At $previous, we deployed (mainly bespoke) Catalyst apps using the
following toolchain at a small shop:
- Gitolite to manage security for repos.
- Git Flow to manage workflow in git, with a master, devel (staging) branch.
- Mini-cpan repos, which existed in git and were mirrored on multiple
- The devel servers were basically identical to live servers
- Apps were installed in /opt/$name as self-contained installations (with
the exception of a shared
Perl, but we had the ability to install an alternative Perl there). The
installations were git repos
with tags for each release, so we could roll back if needed.
Each instance of an app ran under a under a unique username.
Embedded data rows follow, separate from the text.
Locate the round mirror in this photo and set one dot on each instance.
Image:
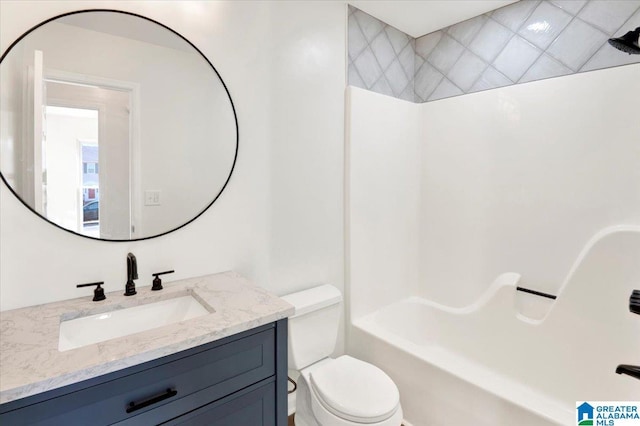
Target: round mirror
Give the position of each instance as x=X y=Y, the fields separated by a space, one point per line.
x=113 y=126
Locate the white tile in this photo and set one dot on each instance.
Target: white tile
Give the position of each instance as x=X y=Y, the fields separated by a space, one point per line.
x=571 y=6
x=544 y=24
x=354 y=78
x=396 y=77
x=513 y=15
x=630 y=25
x=467 y=70
x=545 y=67
x=398 y=39
x=608 y=56
x=576 y=44
x=490 y=40
x=609 y=15
x=516 y=58
x=490 y=79
x=445 y=89
x=382 y=49
x=418 y=61
x=368 y=67
x=407 y=59
x=356 y=39
x=426 y=80
x=426 y=44
x=369 y=25
x=445 y=54
x=382 y=86
x=465 y=31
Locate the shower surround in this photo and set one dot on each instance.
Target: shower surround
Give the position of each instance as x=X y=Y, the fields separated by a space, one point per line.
x=525 y=41
x=453 y=204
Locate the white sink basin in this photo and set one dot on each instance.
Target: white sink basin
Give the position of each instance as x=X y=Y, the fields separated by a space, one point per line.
x=92 y=329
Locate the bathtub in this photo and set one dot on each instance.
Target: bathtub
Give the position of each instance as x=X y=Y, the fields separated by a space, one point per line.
x=496 y=362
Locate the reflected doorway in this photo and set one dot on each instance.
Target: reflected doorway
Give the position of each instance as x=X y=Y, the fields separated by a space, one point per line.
x=87 y=154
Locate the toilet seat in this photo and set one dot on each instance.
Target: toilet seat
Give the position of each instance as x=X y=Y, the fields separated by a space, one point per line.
x=355 y=390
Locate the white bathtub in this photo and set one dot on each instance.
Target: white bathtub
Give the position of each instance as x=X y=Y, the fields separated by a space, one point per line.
x=490 y=364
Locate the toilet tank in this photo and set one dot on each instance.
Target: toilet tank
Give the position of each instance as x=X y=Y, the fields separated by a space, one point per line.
x=313 y=329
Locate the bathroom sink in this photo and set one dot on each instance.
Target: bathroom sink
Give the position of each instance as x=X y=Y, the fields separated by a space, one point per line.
x=92 y=329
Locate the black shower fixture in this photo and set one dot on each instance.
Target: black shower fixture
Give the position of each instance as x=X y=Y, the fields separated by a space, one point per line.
x=627 y=43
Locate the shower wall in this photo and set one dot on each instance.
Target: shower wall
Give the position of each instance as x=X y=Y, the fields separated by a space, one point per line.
x=524 y=41
x=515 y=179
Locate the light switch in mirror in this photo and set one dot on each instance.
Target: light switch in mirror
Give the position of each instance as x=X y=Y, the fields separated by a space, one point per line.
x=113 y=125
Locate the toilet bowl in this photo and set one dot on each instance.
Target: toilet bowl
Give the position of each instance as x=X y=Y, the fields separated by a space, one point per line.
x=343 y=391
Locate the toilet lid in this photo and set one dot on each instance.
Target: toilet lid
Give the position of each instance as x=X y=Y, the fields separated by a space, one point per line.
x=355 y=390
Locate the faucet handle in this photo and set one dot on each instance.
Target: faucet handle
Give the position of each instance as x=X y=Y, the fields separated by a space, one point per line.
x=157 y=282
x=98 y=293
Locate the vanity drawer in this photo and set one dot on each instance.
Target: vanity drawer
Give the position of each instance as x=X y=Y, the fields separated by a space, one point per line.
x=221 y=371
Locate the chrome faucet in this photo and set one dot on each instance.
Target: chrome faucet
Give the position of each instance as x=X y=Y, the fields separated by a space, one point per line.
x=132 y=274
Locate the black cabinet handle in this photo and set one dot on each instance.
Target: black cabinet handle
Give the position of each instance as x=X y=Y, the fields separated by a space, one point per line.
x=634 y=302
x=631 y=370
x=135 y=406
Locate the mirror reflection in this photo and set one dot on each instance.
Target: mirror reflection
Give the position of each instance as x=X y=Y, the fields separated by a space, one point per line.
x=113 y=126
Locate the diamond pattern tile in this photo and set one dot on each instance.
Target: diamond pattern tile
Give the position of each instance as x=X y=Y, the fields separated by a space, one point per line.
x=445 y=54
x=465 y=31
x=571 y=6
x=426 y=44
x=577 y=43
x=516 y=58
x=525 y=41
x=490 y=79
x=545 y=67
x=383 y=50
x=467 y=70
x=514 y=15
x=368 y=68
x=445 y=89
x=544 y=25
x=426 y=80
x=491 y=39
x=369 y=25
x=397 y=38
x=608 y=15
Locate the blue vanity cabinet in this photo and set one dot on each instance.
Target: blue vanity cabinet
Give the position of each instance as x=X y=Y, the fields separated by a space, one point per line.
x=238 y=380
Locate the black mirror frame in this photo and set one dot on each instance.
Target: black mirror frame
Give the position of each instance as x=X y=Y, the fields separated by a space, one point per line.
x=235 y=116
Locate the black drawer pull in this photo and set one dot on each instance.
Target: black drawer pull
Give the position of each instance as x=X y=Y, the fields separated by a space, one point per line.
x=135 y=406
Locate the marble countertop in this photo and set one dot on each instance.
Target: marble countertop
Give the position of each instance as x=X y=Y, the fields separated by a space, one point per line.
x=30 y=361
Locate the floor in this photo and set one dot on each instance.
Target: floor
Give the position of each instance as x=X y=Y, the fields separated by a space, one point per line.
x=291 y=422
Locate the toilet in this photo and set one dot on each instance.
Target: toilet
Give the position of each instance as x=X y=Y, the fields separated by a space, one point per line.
x=344 y=391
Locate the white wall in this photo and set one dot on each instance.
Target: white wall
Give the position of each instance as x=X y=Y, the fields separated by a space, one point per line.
x=383 y=216
x=279 y=222
x=516 y=179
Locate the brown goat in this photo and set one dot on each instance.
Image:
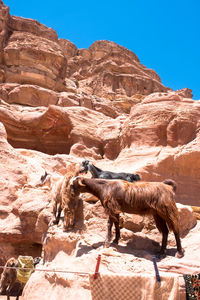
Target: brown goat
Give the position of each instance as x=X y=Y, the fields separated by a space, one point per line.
x=65 y=199
x=144 y=198
x=9 y=277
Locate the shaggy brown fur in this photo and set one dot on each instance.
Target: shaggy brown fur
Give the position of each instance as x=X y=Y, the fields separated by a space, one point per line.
x=144 y=198
x=65 y=199
x=9 y=277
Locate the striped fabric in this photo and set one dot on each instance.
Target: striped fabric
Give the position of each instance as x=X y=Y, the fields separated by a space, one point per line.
x=134 y=287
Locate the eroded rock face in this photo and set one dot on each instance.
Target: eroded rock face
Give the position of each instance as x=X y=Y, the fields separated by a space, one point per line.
x=60 y=105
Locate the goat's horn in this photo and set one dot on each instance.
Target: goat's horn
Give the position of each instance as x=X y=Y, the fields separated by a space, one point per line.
x=80 y=182
x=73 y=179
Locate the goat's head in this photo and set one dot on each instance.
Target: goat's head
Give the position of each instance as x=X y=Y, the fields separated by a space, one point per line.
x=135 y=177
x=84 y=166
x=36 y=260
x=76 y=185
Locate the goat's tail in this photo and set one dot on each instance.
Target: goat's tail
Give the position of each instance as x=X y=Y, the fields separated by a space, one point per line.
x=172 y=183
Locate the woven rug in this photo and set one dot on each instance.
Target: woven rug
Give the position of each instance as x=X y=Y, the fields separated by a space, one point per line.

The idea was to build on devel (staging) servers, using Carton, and push
new versions to the repo.
In reality, we never quite got there. We'd build the app in the user's
$HOME/src module (which was
the source git repo) and just installed the new version into the live
servers and updated git accordingly.
- Configuration lived in /etc/opt/$name, and was managed by custom Puppet
modules. These also contained
symlinked web server configs for sites. (If I knew what I know now, I'd
have used a common configuration for
the webserver and managed the differences in Plack::Middleware, alas.)
Each app has a custom Puppet module that uses a base one but set up
databases and installed cron jobs as needed.
- Database versioning was handled using DBIC::Migration, which worked well
for vanilla Postgres. It was (maybe
still is) buggy for PostGIS, so we ended up manually updating the SQL for
deployment, upgrades and
downgrades in git and just used it for deploying upgrades/downgrades.
Database upgrades were multi-step:
1. Add new columns/tables/etc to database with schema that used them;
2. Release code that uses new columns, tables etc.;
3. Release code that no longer used;
4. Update database to delete things no longer used;
Generally this worked out ok. We did most of the steps manually (it was a
small shop with a few apps), but had helper shell scripts to do this. In
theory it could have been automated completely, but we never felt the need.